Targeting such a vast workforce today will not just affect the deportees but the most basic operations of our economy. No matter how you measure Operation Wetback’s “success,” its campaign of terror undeniably had a negative impact on American life, one that affected small businesses as much as it did immigrants. Garment factories, foundries, hotels, and restaurants reported a rise in absenteeism as their employees stayed at home rather than risking apprehension at work. The unofficial policy of the INS was to starve the immigrant out: “We’ll see if they can stay home as long as we can keep checking on them,” said the director of the immigration service in Los Angeles. With their workers in hiding, newspapers reported that businesses in that city and in cities throughout the Southwest suffered a blow in the summer of 1954.

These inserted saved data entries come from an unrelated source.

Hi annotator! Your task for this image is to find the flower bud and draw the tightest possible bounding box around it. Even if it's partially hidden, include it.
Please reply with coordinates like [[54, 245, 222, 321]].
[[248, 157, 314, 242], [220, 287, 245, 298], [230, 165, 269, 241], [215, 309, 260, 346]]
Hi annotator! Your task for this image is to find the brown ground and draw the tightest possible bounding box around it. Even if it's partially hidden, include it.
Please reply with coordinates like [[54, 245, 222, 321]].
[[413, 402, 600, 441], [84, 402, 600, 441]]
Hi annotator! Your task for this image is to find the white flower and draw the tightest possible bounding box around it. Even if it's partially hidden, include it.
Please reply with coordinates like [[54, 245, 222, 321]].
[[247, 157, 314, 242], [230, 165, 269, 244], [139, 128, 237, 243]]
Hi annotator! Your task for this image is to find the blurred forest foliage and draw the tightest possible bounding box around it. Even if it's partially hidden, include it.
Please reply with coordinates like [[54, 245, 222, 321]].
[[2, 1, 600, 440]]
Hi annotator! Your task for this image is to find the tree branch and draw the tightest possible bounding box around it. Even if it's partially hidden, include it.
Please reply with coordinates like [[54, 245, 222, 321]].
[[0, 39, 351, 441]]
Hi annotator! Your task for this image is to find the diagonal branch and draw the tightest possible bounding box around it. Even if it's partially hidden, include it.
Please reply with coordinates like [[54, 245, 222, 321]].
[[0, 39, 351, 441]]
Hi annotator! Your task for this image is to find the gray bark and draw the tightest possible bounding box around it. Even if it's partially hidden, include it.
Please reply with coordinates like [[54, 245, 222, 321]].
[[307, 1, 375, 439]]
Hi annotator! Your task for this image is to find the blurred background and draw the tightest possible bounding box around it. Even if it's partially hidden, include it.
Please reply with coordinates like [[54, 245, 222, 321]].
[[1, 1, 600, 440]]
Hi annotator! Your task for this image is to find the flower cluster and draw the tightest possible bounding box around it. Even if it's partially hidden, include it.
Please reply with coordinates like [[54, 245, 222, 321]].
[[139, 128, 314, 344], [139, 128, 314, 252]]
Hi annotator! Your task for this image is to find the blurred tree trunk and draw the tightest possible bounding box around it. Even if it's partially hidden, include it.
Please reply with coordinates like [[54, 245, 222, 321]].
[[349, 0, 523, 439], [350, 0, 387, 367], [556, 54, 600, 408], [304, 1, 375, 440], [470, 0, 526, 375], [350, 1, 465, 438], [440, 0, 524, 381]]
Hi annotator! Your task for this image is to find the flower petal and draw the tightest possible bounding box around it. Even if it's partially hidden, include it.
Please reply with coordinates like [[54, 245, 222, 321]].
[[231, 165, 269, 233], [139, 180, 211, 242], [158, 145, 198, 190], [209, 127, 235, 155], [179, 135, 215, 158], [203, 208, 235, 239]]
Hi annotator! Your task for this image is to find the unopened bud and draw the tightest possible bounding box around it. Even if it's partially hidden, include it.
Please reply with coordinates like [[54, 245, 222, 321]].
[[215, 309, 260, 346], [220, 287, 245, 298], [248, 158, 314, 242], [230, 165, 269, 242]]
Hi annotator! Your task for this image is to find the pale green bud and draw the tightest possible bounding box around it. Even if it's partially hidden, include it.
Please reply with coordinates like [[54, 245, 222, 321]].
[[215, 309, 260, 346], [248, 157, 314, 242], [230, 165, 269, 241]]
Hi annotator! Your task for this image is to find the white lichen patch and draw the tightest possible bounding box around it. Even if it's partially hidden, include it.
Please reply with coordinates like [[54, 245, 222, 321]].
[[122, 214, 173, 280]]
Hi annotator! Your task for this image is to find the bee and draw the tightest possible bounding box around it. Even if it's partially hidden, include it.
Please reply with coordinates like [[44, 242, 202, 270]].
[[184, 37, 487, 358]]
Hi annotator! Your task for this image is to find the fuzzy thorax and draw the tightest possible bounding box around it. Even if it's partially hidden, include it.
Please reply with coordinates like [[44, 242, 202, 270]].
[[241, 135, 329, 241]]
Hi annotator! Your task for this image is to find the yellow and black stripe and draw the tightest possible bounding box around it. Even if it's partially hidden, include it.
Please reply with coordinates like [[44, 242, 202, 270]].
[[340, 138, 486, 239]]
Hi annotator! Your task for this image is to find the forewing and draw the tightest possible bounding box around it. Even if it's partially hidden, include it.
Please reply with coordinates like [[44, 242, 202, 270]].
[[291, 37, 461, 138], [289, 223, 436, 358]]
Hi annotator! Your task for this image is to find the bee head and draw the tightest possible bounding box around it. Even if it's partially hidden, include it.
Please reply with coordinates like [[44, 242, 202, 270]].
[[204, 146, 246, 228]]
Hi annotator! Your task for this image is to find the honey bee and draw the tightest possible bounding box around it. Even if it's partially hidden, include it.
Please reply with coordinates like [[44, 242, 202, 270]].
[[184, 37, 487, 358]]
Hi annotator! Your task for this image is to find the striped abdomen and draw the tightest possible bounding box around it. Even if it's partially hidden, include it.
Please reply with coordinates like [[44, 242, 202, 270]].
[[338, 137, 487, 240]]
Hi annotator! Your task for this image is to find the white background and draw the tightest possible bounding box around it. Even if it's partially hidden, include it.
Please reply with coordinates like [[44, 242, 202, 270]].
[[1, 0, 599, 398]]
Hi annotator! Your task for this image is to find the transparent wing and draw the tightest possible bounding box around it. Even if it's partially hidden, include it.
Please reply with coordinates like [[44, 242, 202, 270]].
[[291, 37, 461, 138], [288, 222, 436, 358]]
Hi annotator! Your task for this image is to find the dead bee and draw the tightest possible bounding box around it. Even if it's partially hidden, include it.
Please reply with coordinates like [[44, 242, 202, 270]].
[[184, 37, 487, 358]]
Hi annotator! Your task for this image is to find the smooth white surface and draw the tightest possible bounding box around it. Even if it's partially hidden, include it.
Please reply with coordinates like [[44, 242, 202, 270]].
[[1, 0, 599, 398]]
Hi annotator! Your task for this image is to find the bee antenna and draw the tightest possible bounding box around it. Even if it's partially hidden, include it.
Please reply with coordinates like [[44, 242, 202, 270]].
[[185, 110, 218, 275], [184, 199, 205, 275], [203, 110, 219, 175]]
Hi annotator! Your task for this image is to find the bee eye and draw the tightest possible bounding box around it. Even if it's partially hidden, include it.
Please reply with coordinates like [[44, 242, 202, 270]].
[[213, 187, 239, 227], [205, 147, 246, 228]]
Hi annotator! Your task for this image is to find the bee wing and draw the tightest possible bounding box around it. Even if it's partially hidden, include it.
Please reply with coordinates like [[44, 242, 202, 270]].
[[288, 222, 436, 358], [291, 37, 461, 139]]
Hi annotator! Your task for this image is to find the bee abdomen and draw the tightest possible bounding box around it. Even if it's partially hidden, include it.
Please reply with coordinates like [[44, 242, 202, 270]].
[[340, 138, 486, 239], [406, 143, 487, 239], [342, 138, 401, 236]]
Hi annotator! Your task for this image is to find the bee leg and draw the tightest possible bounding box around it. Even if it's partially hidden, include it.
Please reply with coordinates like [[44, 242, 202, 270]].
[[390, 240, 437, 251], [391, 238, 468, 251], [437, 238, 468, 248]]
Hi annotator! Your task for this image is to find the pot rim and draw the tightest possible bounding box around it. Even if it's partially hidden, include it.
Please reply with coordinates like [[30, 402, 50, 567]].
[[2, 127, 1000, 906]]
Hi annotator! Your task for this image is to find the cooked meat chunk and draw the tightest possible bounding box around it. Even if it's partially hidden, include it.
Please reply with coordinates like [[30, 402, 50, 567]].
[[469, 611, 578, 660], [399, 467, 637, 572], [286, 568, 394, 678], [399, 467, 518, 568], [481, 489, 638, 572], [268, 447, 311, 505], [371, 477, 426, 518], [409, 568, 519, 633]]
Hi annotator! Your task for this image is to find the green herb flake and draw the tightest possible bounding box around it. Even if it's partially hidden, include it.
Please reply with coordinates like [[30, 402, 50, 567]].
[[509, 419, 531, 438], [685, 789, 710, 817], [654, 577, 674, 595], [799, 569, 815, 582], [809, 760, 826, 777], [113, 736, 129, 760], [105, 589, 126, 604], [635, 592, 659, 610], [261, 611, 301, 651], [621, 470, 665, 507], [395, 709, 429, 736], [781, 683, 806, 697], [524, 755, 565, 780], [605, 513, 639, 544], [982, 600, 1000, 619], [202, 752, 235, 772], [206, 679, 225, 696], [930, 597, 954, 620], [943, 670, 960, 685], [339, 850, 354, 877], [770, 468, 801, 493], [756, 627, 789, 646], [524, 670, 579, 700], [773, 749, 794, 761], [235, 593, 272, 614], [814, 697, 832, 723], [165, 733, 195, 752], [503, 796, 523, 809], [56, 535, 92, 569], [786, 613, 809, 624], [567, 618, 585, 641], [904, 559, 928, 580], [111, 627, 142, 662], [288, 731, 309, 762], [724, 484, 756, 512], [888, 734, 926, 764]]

Americans, of course, can reasonably disagree over the appropriate levels of immigration. But we should not disagree on the humanity of migrants—or of our own citizens. If the mass deportations begin as Trump has promised, the citizenship of Latinos will always be questioned. Latinos, along with people who look Latino to law enforcement, will be forced to produce their citizenship documents on a regular basis to avoid detention or deportation. They will live in a poisonous atmosphere of constant suspicion, and Immigration and Customs Enforcement and other law enforcement will, inevitably, make tragic mistakes. Children will not be exempt. Trump has already announced that on his first day he will be revoking the Deferred Action for Childhood Arrivals program, which allows children and young adults with uncertain status to remain in this country and in school.

To return to the era of Operation Wetback would be to return to an America ruled not by law but by terror. We will not strengthen our economy by persecuting the most vulnerable. Launching a massive deportation drive will not preserve jobs for American workers. What it will do is draw racial borders around our citizenry and restore whiteness as a necessary condition for being a real American.